I continue to glide to the end of the path and turn around. I’m running directly towards the ninja drone coming down the path. Our halogen beams ready to tangle. Soon we’ll be face to face and I‘ll meet the object of my fear. I’m primed, fists clenched. We meet and I look him strait in the eye balls and I immediately drop my stink eye. The guy must have been about ninety years old. But he was really clipping along for an old feller. He looks up at me and with a huge gleaming smile and says, “Good morning, young fella. Nice pace you got there. Keep up the good work.” My heart sinks.
When I go home I check my time. Very, very quick indeed. Paranoid equals super fast time. Thanks old feller. This is my second fastest time on the dark path. My personal best record was when I thought a pit bull in the bushes was chasing me, but it turned out to be a squirrel with an attitude.
Winter comes quickly to the lovely city I live in. Just last week, we were hit by a massive snow storm. Yes in September. Officially that’s still summer. Another problem living here in the northern climes is the darkness.

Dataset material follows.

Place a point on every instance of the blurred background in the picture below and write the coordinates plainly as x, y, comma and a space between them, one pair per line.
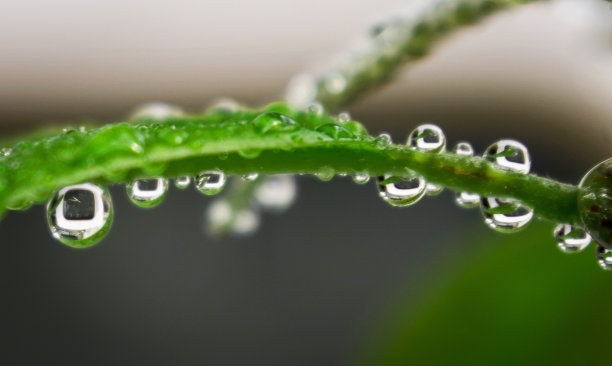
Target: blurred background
341, 278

It comes very early. Soon we’ll go to work in the dark and come home in the dark. Yep, early fall means we start the move into our northern “cave.” No light except for that dim beacon at the very far end of the cave, called summer. Only nine months away. Well, that was until I met some cyclists on my morning run. Thanks to them the light of summer is eternal.
Usually I go for an early morning run around five-thirty. It’s the only way I’ll get it done (no interference – life doesn’t get in the way before the sun comes up). I especially love to run outside. All summer long it’s been great. It’s been a beautiful sunny Zen experience. It’s not unusual to see beaver, deer and the occasional coyote bouncing across my path. No pit vipers, crocs or nasty spiders in this pleasant garden of Eden. Ah the quiet days of summer. Just me, the trees, the bright rising sun and a few friendly dog walkers who are out at the same time as me.
However, this week it all changed, paradise lost as well as the sun. My route was tranquil because last year we had a flood and it wiped out part of the path. This made it difficult for cyclists because the detour is a rough and narrow make-shift path through the bush. One has to be very careful, especially in the morning darkness. If you tip over on your bike or make a wrong step, it’s a fifteen meter drop into rocks and river. It kept the snakes out of Eden. We pedestrians had a code to keep it a secret. “Quiet this morning, eh?” “Yep.” And then a two finger salute. Sometimes we’d make a hissing sound just as a reminder.
But the code got broke. Somehow, those cycling snakes realized the route around the flood damage was passable (they must have some nefarious network where they gather commuting plans to take over the world). The pit vipers have entered Eden. And with them came their lights. They use these blinding halogen lights that are so bright you’d think your minutes away from an alien abduction.
After these lights blind you, you can’t see anything but dancing dots. It’s as if you had looked directly into the sun for an hour. When I die and see the light, I hope to hell it’s not one of these halogen lights because I’ll crap my pants for fear that I’m going to cyclist hell. This hell is a very bright and hot place where you ride a stationary bike for eternity, but the horror is you actually think you’re going somewhere.
Now, not all cycling commuters are pit vipers with halogen lights. It’s the racing and reckless bastards who need to share the path. Slow down, be courteous and realize there are other people on the path, especially in the morning darkness. And take it easy with those lights. They can burn a hole in a person’s retina. Ah, screw it. Time to hit the gym and run through the bright sunshine of New Zealand. On a screen, of course. The funny thing is I actually think I’m going somewhere.